La differenza sessuale nelle culture africane: un approccio antropologico

Nel suo studio Françoise Héritier, antropologa africanista e specialista dei rapporti di parentela, cerca di comprendere le ragioni della differenza sessuale scovando quegli elementi invarianti il cui concatenamento si traduce sempre in un'ineguaglianza che è considerata naturale.
Partendo dall'assunto che in nessuna società attuale esistono uguali possibilità tra donne e uomini, il suo scopo è far capire l'esistenza e la profondità di ancoraggi simbolici che rimangono invisibili a chi li mette in pratica e che ne condizionano l'agire; ancoraggi che stabiliscono tra i sessi, attraverso quella che Héritier definisce "valenza differenziale dei sessi", una relazione gerarchica [Agacinski 1998]. Héritièr trova questi ancoraggi, che chiama "insiemi coerenti di rappresentazione, di schemi mentali incorporati" [Héritier 1995:195], studiando il pensiero degli antichi e la struttura delle loro società, e osservando direttamente popolazioni principalmente africane.
L'osservazione del rapporto tra i sessi, nota l'antropologa, si trova alla base del pensiero. Fin dalla nascita di questo, infatti, la riflessione degli uomini non ha potuto dirigersi che sul corpo; ed il corpo umano presenta la differenza sessuale ed il diverso ruolo dei sessi nella riproduzione. Secondo Héritier, questo è il limite ultimo del pensiero, perché su di esso si fonda la dicotomia concettuale essenziale che oppone l'identico al differente, che sta alla base dei sistemi che oppongono - due a due - valori astratti o concreti.

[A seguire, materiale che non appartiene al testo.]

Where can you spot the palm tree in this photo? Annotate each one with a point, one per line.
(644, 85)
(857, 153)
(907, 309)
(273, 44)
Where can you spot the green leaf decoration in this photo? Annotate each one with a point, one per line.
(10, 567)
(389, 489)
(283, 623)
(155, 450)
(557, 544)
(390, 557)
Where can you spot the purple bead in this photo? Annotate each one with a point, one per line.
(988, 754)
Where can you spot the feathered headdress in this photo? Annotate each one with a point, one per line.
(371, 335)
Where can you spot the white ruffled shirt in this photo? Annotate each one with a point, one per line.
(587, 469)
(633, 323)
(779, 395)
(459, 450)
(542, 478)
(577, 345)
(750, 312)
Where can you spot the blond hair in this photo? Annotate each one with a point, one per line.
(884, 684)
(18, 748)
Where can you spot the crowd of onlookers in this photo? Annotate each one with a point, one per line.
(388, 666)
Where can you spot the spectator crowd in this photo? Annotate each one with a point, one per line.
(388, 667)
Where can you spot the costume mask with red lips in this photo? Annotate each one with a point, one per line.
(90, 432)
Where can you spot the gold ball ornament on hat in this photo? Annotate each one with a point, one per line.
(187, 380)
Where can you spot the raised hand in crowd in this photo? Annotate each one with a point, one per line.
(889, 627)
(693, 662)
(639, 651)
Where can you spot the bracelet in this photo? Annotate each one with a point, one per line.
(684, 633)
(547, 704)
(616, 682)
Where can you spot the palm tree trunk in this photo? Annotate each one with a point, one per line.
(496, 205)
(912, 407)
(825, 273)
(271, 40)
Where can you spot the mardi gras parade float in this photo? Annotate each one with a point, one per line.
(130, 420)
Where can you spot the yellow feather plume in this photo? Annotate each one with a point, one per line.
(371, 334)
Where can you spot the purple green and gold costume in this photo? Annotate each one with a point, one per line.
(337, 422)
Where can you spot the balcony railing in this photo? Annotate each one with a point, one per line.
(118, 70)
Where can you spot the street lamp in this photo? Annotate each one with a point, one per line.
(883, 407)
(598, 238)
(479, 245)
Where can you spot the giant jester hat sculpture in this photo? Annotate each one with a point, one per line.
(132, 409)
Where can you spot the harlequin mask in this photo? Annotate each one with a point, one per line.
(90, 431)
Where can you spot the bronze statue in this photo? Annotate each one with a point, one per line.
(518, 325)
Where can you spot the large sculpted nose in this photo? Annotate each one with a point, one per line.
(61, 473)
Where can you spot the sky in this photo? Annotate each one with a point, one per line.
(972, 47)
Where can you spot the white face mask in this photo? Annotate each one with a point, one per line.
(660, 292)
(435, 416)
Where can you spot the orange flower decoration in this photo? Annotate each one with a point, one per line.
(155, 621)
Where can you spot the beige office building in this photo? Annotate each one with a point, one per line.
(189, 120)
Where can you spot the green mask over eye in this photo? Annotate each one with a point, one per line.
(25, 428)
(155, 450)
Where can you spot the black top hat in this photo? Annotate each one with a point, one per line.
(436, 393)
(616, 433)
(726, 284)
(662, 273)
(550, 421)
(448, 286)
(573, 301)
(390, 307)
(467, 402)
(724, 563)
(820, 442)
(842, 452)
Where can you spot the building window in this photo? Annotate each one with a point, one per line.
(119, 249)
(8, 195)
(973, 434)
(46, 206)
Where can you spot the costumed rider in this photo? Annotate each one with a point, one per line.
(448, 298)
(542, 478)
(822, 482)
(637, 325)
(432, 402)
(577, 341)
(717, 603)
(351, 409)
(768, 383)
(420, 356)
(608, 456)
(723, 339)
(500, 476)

Secondo Aristotele [1973], il maschio è colui che è in grado di realizzare, con la forza del suo calore, la cottura del sangue; la femmina, che è materia, non è altro che un ricettacolo. La differenza qualitativa fondamentale tra caldo e freddo, implica e giustifica la differenza anatomica degli organi. Il ghènos è messo al riparo dalla divisione. Malgrado l'esistenza dei due sessi, c'è un'unica e medesima forma, àtomos, indivisibile. Il sangue mestruale è dunque un segno della freddezza femminile - mancanza di cottura - e costituisce l'apporto dell'animale femmina nel concepimento di un figlio. E' l'equivalente dello sperma maschile, è sperma senza esserlo perchè è crudo. Scrive Héritier: "l'inferiorità intellettuale femminile è quindi postulata di primo acchito, senza che la si debba indagare: niente seme, niente germi, niente idee..." [Héritier 1995:XI].
Nella generazione c'è un unico generatore, archè ghenèseos, il padre. E' lui che porta a termine la generazione introducendo l'anima sensitiva. "Il confronto col corpo maschile mette dunque in evidenza due aspetti del corpo delle donne: l'equivalenza nella diversità ma soprattutto la mancanza, il fallimento sistematico in rapporto ad un modello" [Sissa 1997:82].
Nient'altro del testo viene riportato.